# Best HDD for A Tivo



## Haggis440 (Aug 27, 2009)

Hi All,

Whats the best make of HDD to use for a tivo?

Looking at mayby a 160gb D-I-Y HDD upgrade.

Haggis


----------



## Fred Smith (Oct 5, 2002)

WD Green SATA.


----------



## Haggis440 (Aug 27, 2009)

Mabey I should also ask what hdd's should I avoid


----------



## Automan (Oct 29, 2000)

If you did get a SATA drive dont forget Tivo has IDE drives and thus a converter of sorts would be needed.

For such a small size drive by todays standards you may find it easiest to get a drive with the Tivo o/s ready loaded - of course, no way to transfer your recordings unless the vendor offers that service also.

You could look at

http://www.tivocentral.co.uk/

or

http://www.tivoheaven.co.uk

Both vendors have a good track record in the UK.

Also their sites may give a clue to a known suitable drive should you wish to DIY.

Automan.


----------



## mikerr (Jun 2, 2005)

Currently the best and quietest drives for tivo use:

Western Digital "green power" SATA drives,
Samsung "green" SATA drives 

These are both 5400rpm drives, and work fine on tivos with a SATA-IDE convertor.

The only drives to avoid are the recent Western Digital IDE/PATA drives,
as the tivo is incompatible with the firmware on those drives 
- the tivo won't boot, or "see the drive" if you try using one.


----------



## romanpj (Dec 23, 2003)

See:-

http://www.silentpcreview.com/article951-page1.html

Seems to tick all the boxes - quiet, low power, good warranty. I've just splashed out on one which cost me less then £40. Can't see the point in messing around with a 160GB at the current prices.


----------



## tartan_haggis (Jun 13, 2005)

I got 4 Samsung 1Tb drives for around £50 each from Savastore. Just waiting for the SATA-IDE adapters to arrive ...


----------



## tonywalk (Sep 10, 2002)

tartan_haggis said:


> Just waiting for the SATA-IDE adapters to arrive ...

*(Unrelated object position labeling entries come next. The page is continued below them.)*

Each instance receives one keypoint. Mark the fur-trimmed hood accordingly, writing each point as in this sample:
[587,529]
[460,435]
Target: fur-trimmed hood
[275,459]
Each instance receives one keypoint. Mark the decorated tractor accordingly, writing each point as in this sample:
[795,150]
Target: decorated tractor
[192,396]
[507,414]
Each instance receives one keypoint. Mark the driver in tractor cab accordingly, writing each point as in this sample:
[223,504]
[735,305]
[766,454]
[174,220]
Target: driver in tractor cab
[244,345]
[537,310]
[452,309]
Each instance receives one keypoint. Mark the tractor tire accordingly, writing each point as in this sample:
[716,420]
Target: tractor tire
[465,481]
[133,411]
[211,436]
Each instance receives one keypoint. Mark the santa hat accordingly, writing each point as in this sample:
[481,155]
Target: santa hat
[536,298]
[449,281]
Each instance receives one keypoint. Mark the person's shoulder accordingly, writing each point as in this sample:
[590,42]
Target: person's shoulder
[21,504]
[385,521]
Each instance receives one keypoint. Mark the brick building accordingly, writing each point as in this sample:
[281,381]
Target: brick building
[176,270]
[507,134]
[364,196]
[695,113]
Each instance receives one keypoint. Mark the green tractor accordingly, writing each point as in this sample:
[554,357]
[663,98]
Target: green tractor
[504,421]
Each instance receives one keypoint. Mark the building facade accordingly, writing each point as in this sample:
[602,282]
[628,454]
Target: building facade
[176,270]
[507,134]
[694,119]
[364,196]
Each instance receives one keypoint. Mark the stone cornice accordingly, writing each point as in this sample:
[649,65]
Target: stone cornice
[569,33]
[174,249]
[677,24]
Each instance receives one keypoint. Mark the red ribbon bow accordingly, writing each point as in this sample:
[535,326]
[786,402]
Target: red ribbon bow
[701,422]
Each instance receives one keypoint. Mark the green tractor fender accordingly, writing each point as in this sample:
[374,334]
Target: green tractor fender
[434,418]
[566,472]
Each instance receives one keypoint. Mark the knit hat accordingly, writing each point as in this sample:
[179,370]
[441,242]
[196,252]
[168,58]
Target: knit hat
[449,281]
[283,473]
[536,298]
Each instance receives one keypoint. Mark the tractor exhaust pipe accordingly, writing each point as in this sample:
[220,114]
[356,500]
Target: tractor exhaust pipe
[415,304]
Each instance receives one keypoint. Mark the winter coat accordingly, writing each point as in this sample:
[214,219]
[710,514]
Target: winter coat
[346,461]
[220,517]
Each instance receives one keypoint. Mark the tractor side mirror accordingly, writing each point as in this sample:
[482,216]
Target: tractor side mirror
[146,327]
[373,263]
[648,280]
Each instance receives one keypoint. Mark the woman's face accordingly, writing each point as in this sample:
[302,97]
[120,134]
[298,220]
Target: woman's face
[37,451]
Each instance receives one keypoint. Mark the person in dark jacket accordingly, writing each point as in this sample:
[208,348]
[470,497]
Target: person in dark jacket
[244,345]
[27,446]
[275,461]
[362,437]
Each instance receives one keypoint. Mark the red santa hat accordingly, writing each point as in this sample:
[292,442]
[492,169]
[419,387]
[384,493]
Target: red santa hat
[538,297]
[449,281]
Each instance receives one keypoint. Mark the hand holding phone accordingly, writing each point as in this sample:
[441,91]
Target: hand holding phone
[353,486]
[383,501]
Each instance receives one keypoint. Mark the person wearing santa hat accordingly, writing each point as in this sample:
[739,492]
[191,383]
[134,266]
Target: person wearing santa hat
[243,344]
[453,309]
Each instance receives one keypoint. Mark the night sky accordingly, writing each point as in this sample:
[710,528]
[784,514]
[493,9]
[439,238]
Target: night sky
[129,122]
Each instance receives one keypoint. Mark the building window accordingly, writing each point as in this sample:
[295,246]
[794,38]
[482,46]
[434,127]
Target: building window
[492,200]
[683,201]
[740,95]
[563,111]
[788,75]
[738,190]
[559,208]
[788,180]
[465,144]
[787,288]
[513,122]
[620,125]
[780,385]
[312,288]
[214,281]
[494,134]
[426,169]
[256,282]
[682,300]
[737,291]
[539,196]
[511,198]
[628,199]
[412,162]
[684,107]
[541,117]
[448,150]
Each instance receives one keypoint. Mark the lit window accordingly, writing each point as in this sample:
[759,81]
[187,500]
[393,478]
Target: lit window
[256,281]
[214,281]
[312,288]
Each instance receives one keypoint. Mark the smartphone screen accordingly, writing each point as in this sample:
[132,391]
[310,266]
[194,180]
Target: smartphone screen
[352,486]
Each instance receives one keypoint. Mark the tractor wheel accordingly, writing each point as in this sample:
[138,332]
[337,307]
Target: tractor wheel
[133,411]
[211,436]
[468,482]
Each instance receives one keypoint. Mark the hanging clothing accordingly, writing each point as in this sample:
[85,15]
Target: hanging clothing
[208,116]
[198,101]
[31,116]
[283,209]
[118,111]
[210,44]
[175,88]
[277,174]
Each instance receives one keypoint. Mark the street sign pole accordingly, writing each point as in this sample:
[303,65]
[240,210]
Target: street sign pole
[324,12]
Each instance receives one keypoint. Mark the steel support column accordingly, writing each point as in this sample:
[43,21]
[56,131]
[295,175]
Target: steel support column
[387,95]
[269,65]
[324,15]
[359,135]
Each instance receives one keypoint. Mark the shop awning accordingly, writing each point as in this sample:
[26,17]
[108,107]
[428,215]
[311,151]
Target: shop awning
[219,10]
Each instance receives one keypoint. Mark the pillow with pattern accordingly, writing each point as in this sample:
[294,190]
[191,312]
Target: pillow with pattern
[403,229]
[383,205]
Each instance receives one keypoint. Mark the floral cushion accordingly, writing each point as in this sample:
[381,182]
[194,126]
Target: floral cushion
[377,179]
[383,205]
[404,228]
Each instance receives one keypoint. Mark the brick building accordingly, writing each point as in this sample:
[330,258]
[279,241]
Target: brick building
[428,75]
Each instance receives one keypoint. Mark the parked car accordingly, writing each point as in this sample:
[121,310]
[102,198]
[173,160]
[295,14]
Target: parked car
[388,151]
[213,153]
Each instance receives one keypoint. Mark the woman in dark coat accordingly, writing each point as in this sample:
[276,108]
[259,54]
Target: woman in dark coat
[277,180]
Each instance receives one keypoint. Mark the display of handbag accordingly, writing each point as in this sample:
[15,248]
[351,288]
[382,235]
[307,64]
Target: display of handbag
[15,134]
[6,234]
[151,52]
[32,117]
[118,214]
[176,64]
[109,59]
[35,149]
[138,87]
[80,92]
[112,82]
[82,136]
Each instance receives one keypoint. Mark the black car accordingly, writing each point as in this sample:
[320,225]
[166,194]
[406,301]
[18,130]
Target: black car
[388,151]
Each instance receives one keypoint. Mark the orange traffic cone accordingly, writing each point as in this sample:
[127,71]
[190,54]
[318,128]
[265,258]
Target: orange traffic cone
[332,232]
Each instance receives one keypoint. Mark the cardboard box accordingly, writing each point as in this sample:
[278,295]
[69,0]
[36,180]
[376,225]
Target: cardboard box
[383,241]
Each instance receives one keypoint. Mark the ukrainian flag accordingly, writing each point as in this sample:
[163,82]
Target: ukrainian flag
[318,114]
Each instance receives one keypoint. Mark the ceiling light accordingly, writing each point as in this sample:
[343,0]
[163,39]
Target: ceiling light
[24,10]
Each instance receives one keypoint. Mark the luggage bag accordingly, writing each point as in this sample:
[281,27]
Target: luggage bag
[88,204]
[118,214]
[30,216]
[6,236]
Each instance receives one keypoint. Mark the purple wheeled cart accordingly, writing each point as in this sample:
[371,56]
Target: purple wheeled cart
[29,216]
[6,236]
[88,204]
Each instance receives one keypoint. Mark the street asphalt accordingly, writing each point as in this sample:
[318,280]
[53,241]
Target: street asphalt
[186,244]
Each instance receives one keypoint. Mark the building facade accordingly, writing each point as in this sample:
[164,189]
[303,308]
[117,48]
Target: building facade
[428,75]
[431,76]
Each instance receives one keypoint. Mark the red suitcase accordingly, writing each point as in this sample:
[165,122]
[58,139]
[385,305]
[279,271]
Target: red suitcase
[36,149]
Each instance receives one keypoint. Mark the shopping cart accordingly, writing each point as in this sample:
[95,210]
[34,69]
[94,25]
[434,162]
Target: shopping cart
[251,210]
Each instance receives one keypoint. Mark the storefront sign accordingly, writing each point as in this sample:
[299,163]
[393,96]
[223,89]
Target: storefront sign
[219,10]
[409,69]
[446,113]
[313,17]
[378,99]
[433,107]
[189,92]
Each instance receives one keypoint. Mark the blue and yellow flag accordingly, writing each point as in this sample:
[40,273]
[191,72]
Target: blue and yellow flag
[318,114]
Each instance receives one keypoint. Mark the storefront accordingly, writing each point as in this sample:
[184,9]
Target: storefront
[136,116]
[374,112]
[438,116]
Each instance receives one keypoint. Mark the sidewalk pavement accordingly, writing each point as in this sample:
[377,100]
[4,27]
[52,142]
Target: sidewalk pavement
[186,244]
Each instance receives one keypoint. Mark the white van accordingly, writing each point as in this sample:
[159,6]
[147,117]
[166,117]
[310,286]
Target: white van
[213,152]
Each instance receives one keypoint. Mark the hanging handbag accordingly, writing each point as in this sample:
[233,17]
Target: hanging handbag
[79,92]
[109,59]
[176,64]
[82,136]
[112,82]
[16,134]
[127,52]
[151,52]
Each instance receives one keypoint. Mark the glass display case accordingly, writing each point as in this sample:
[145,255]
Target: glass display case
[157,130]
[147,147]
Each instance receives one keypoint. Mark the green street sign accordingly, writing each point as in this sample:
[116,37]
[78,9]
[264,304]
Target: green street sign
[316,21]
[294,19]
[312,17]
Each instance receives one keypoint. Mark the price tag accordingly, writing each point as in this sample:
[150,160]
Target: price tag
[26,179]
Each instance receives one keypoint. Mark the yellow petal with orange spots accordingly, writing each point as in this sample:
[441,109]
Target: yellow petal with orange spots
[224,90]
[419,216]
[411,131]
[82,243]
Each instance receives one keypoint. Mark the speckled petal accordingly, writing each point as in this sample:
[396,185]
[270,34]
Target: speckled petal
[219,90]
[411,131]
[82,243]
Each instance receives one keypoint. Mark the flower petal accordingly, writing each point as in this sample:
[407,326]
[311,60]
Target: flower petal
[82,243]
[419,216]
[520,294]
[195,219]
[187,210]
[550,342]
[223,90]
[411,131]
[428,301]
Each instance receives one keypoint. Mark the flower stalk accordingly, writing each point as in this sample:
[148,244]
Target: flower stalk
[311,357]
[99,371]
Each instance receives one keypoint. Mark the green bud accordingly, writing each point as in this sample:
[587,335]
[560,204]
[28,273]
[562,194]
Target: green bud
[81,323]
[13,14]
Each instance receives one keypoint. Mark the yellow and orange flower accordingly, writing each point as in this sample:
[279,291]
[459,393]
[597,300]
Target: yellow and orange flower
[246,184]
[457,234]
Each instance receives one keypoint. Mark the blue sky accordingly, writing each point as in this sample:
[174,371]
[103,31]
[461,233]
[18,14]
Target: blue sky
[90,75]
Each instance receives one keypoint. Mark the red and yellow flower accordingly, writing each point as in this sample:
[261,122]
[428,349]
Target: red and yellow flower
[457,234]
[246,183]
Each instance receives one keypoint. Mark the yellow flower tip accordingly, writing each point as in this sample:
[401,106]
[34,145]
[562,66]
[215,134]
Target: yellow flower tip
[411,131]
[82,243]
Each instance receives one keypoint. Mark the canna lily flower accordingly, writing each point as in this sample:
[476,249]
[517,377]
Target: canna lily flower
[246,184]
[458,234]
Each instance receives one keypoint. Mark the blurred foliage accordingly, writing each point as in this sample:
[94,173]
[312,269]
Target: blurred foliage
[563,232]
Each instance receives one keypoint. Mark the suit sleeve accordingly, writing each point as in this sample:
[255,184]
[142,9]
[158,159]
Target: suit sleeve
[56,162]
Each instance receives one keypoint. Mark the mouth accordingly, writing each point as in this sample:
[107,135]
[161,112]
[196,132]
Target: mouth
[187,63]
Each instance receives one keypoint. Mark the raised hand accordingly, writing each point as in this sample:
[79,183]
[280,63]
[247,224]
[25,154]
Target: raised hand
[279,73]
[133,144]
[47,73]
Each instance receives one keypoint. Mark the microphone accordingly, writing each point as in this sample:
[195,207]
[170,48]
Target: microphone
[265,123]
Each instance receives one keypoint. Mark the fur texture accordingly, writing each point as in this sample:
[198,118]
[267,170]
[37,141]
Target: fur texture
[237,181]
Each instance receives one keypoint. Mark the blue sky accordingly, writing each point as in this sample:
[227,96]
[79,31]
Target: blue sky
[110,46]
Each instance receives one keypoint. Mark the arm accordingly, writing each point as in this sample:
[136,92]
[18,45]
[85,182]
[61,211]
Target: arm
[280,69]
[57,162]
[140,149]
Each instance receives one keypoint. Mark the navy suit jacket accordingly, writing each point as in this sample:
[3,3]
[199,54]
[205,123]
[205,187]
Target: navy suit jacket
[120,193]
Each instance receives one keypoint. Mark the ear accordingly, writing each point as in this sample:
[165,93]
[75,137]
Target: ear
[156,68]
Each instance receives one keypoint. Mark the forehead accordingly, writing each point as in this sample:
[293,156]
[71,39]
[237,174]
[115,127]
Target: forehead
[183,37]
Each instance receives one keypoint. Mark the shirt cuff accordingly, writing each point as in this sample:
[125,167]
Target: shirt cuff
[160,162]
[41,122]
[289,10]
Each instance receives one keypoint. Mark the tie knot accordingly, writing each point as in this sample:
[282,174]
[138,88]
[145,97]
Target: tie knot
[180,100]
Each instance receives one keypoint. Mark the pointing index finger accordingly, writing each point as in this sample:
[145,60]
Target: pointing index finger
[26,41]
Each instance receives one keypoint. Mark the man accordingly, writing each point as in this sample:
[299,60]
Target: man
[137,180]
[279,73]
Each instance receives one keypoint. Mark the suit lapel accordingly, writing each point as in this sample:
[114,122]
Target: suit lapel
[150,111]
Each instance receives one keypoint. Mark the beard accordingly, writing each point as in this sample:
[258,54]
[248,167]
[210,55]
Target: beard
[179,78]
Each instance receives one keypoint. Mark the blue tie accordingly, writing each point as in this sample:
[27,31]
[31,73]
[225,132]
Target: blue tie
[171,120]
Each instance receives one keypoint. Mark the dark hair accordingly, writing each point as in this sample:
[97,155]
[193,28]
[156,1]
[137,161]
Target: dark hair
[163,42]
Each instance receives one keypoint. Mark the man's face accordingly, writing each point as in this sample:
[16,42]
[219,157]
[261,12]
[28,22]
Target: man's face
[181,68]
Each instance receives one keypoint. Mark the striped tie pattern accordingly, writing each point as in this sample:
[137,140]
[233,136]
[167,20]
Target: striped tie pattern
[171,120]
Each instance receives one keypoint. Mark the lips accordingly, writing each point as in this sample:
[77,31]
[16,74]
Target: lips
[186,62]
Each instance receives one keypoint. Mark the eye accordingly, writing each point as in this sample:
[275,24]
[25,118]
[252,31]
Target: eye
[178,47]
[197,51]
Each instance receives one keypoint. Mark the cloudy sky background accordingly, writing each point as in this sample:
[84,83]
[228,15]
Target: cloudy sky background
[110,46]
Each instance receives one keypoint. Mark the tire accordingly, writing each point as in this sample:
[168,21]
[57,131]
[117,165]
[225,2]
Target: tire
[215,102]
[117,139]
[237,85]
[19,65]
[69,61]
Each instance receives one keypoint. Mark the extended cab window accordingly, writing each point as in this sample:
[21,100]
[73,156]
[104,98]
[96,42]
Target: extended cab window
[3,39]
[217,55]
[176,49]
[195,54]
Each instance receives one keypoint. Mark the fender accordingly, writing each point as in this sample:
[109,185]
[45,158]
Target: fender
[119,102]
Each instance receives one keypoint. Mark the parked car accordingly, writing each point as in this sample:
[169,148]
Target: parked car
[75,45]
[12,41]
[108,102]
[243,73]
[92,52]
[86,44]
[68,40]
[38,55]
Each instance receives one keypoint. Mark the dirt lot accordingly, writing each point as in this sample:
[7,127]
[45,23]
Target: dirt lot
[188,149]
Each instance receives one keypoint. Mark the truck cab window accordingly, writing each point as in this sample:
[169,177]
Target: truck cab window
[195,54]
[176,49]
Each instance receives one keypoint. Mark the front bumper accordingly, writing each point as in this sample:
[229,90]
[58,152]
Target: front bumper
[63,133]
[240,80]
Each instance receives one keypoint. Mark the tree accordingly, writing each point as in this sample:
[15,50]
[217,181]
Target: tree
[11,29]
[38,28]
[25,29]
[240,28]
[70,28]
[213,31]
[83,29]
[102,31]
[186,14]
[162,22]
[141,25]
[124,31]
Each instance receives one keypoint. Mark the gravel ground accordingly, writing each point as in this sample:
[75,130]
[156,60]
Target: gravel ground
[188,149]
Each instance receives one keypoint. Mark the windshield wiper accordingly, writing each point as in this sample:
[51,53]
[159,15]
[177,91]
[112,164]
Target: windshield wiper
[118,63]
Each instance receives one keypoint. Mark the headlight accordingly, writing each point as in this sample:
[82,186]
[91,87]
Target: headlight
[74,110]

Let us know which adaptors you ordered and where from (pics if poss) and if they work or not.


----------



## tonywalk (Sep 10, 2002)

A further possible option is a 2.5" drive if you want extra cool and quiet. Not sure how well suited they' be to the always-on running of a Tivo. £56 for a 500gb 2.5" Samsung M7 from Dabs with free delivery at mo. (I've got two on the way for other purposes).


----------



## Haggis440 (Aug 27, 2009)

There is one thing I am confused about. I thought I read somewhere about a limit to the size of the drive you could use. and 1Tb would be well over that.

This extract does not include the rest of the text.